Lembaga amal Medecins Sans Frontieres, MSF, menghentikan operasinya di Somalia setelah 22 tahun bekerja di negara yang tercabik-cabik perang itu.

Dalam pernyataannya, disebutkan bahwa keputusan itu diambil karena 'serangan ekstrem' terhadap para stafnya.

Presiden MSF Internasional, Dr Unni Karunakara, mengatakan keputusan itu merupakan yang terberat yang pernah mereka ambil.

Ditambahkan bahwa kelompok bersenjata dan para pemimpin sipil semakin mendukung, mentolerir, atau memaafkan pembunuhan, serangan, dan penculikan para pekerja kemanusiaan di sana.

Lebih dari 1.500 staf MSF bekerja melayani berbagai sektor di seluruh Somalia.

Sejak Somalia terjerumus ke dalam perang saudara tahun 1991 lalu, sebanyak 16 pekerja MSF tewas dan terjadi puluhan serangan terhadap staf, ambulans, maupun prasarana kesehatannya.

Bulan lalu, dua pekerja MSF asal Spanyol dibebaskan setelah diculik sejak dua tahun lalu.

Penderitaan rakyat

Karunakara menyadari bahwa pada akhirnya warga sipil Somalia yang menderita akibat kekerasan yang terus berlangsung.

"Banyak warga Somalia yang tidak pernah tahu negaranya yang tidak mengalami perang atau tanpa bencana kelaparan," tuturnya.

Dan serangan terhadap pekerja kemanusiaan, tambah Karunakara, membuat bantuan kesehatan yang selama ini tersedia bagi rakyat Somalia menjadi musnah.

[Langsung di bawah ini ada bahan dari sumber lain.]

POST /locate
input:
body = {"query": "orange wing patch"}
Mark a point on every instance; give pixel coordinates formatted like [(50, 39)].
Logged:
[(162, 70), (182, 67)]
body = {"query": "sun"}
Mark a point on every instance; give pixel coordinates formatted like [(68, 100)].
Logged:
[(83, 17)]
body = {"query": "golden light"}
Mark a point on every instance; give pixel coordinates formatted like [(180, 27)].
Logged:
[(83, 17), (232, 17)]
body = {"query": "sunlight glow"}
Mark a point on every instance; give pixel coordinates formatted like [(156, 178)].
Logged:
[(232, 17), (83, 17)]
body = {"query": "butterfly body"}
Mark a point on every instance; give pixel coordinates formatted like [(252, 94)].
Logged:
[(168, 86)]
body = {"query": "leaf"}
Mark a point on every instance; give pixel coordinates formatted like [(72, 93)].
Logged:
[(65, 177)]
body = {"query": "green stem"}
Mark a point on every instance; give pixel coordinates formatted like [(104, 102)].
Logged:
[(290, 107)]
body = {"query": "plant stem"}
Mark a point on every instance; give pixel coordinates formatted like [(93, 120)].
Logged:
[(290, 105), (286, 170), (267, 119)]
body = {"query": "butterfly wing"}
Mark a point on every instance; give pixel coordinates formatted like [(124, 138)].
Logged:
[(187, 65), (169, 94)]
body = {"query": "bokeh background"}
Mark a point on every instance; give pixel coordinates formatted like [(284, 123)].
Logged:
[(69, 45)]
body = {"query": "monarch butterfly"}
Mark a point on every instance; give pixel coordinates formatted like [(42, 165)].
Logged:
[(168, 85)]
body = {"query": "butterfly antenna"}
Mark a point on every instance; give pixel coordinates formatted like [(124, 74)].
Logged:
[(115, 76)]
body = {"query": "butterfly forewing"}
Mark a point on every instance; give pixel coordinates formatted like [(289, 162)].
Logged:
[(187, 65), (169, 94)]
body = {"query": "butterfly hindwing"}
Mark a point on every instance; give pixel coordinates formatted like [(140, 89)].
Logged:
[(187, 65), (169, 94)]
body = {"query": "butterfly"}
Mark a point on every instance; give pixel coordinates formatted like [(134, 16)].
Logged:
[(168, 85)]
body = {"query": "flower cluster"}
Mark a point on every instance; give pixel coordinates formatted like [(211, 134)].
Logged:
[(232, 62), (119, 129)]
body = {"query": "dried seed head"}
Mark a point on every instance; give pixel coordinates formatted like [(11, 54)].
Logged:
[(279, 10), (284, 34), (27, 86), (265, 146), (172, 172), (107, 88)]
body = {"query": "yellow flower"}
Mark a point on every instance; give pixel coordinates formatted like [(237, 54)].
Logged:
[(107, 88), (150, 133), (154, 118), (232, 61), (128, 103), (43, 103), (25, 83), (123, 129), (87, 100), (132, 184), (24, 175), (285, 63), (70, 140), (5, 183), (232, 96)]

Bulan Juni, Sekjen PBB, Ban Ki-moon menyatakan kemarahan atas serangan bom di kantor PBB di Somalia yang menewaskan 15 orang.

Para penyerang dari kelompok Al-Shahab yang berkaitan dengan al-Qaida, meledakkan sebuah bom mobil di luar kantor PBB di ibukota Mogadishu dan terlibat dalam pertempuran senjata dengan pasukan keamanan.